Le NLC comme la TUC, avec leurs affiliés, ont toujours critiqué le caractère anti-populaire de la plupart des politiques gouvernementales. Ces dirigeants syndicaux adorent faire des critiques correctes du caractère anti-pauvres des mesures de privatisation et de concession des raffineries, de l’électricité, des aéroports et des routes. Récemment, les directions du NLC et de la TUC ont condamné la proposition du gouvernement de dépenser des milliards de naïra pour la célébration du cinquantième anniversaire de l’indépendance du Nigéria qui, du point de vue des masses opprimées, n’est jamais que 50 ans d’échec. La direction du NLC a aussi récemment dénoncé de manière très correcte les propositions pro-riches et anti-pauvres en faveur de la dérégulation et de la privatisation du secteur pétrolier, du retrait des soi-disant subsides sur les produits pétroliers, et d’une hausse de +200% du prix de l’électricité qui sont défendues par le Gouverneur de la Banque Centrale du Nigéria, Mallam Sanusi Lamido Sanusi. Dans une déclaration intitulée : « Assez des singeries anti-populaires de Sanusi ! » publié le 29 juillet 2010, on peut lire ceci : « Au sujet du tarif de l’électricité en particulier, le National Labour Congress est convaincu que le premier pas qui doit être fait par le gouvernement est d’avant toutes choses améliorer la capacité de génération et de distribution d’électricité, avant de parler de la question du prix à payer. Ce serait illogique et entièrement irraisonné de faire payer plus chers les Nigérians qui en ce moment payent déjà pour des services dont ils ne profitent pas, à part pour les ressources énormes qu’ils dépensent quotidiennement pour faire fonctionner leur générateur électrique domestique ». Au sujet d’un plan de renflouement à hauteur de 30 milliards de naïra (140 millions €) pour un redressement de l’industrie textile moribonde du Nigéria, Isa Aremu, Secrétaire Général du Syndicat des Travailleurs du Textile du Nigéria, a comparé la situation du pays de manière très adéquate avec la situation paradoxale d’un homme qui mourrait de soif alors qu’il est serait entouré d’eau. Ainsi, « Le Nigéria ne manque pas de Présidents ni de Gouverneurs. Ce qui fait défaut aujourd’hui, c’est la bonne gouvernance, l’industrialisation et le développement ».

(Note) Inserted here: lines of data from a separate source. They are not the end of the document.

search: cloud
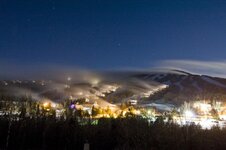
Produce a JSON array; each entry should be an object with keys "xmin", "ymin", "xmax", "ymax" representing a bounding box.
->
[{"xmin": 157, "ymin": 60, "xmax": 226, "ymax": 78}]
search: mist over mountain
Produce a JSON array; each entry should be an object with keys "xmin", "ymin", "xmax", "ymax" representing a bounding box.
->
[{"xmin": 0, "ymin": 70, "xmax": 226, "ymax": 104}]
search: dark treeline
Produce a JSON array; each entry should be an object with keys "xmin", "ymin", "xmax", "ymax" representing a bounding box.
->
[{"xmin": 0, "ymin": 118, "xmax": 226, "ymax": 150}]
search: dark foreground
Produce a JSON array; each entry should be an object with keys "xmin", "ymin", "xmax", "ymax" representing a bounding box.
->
[{"xmin": 0, "ymin": 118, "xmax": 226, "ymax": 150}]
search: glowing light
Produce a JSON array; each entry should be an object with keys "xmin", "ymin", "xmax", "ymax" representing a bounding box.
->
[
  {"xmin": 184, "ymin": 110, "xmax": 194, "ymax": 118},
  {"xmin": 43, "ymin": 102, "xmax": 49, "ymax": 108},
  {"xmin": 67, "ymin": 77, "xmax": 71, "ymax": 81},
  {"xmin": 51, "ymin": 103, "xmax": 57, "ymax": 108}
]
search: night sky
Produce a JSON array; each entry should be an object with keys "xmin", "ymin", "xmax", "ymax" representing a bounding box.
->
[{"xmin": 0, "ymin": 0, "xmax": 226, "ymax": 69}]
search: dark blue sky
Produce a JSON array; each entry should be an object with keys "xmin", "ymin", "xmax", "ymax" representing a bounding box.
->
[{"xmin": 0, "ymin": 0, "xmax": 226, "ymax": 69}]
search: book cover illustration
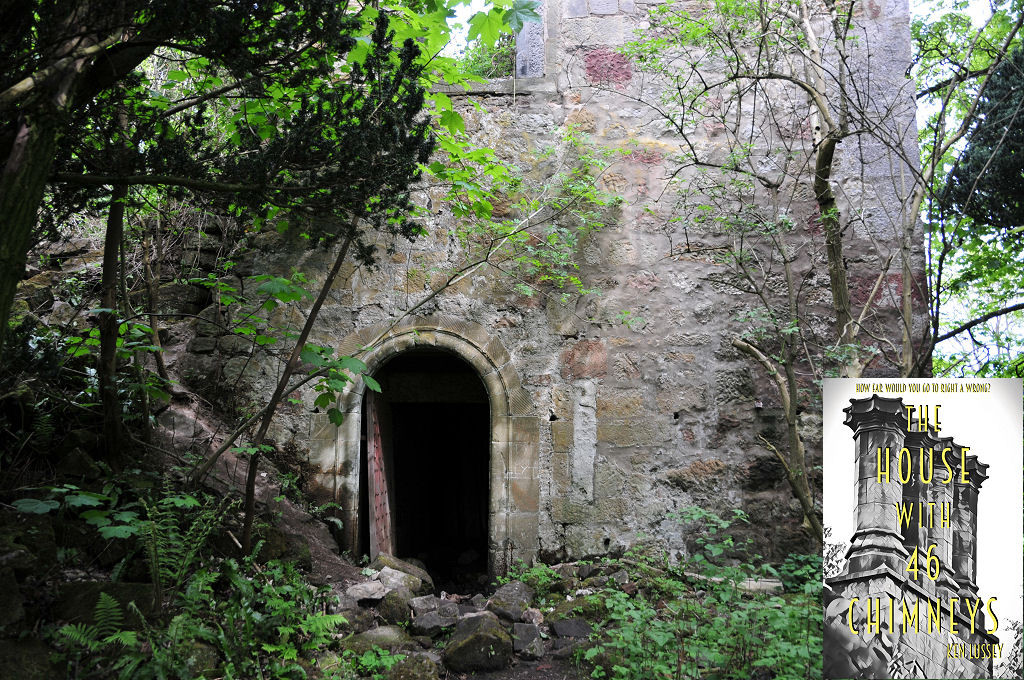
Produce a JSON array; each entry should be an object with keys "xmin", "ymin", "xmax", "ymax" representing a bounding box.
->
[{"xmin": 822, "ymin": 378, "xmax": 1024, "ymax": 678}]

Malheureusement, en dépit de ces critiques très correctes, les hauts dirigeants syndicaux ont en général toujours échoué à se concentrer sur la conception et la défense d’une alternative politique et économique pro-ouvrière, qui pourrait être capable de mettre un terme à la misère perpétuelle de la majorité du peuple nigérian en plein milieu d’une abondance inépuisable. Par conséquent, plutôt que de donner leur soutien à telle ou telle mesure capitaliste destinée à accroître la profitabilité, le mouvement ouvrier devrait mener une campagne consistante afin de placer les immenses ressources économiques du pays, y compris les banques et les institutions financières, sous le contrôle et la gestion démocratiques par les travailleurs, avec comme objectif direct d’assurer un mode de vie décent pour tous les Nigérians partout dans le pays, et non pas à la poignée d’éléments capitalistes qui maintiennent à présent leur emprise sur les perspectives économiques de la nation.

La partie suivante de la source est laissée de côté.